Solving the Standard Model Problems in Softened Gravity

TL;DR

This paper proposes a softened gravity framework that addresses the Higgs naturalness problem, incorporates neutrino physics and dark matter, and aligns with inflationary models, all while maintaining naturalness and stability.

Contribution

It introduces a model extending Einstein gravity with quadratic curvature and Higgs coupling, integrating right-handed neutrinos, and demonstrating natural solutions to multiple fundamental problems.

Findings

Higgs naturalness is maintained with softened gravity at energies below 10^{11} GeV.

The model naturally includes neutrino oscillations, dark matter, and baryon asymmetry.

Inflation can be realized via a Starobinsky-like mechanism even in a metastable vacuum.

Abstract

The Higgs naturalness problem is solved if the growth of Einstein's gravitational interaction is softened at an energy $ \lesssim 10^{11}\,$GeV (softened gravity).

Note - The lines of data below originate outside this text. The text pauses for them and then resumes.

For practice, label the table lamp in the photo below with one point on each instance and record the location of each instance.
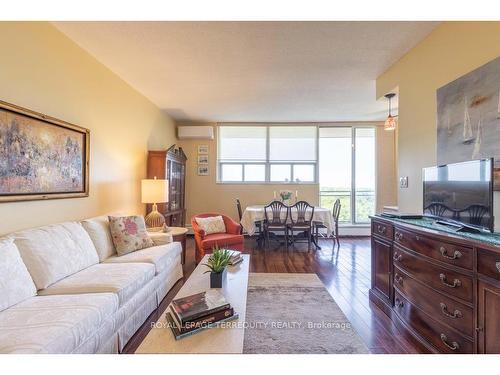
(154, 191)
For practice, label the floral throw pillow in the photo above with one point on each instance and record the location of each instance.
(214, 224)
(129, 234)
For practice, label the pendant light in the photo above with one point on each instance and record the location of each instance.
(390, 122)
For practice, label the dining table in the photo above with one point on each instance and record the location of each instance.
(255, 213)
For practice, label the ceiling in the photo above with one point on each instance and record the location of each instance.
(253, 71)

We work here within an explicit realization where the Einstein-Hilbert Lagrangian is extended to include terms quadratic in the curvature and a non-minimal coupling with the Higgs. We show that this solution is preserved by adding three right-handed neutrinos with masses below the electroweak scale, accounting for neutrino oscillations, dark matter and the baryon asymmetry. The smallness of the right-handed neutrino masses (compared to the Planck scale) and the QCD $\theta$-term are also shown to be natural. We prove that a possible gravitational source of CP violation cannot spoil the model, thanks to the presence of right-handed neutrinos. Inflation is approximately described by the Starobinsky model in this context, and can occur even if we live in a metastable vacuum.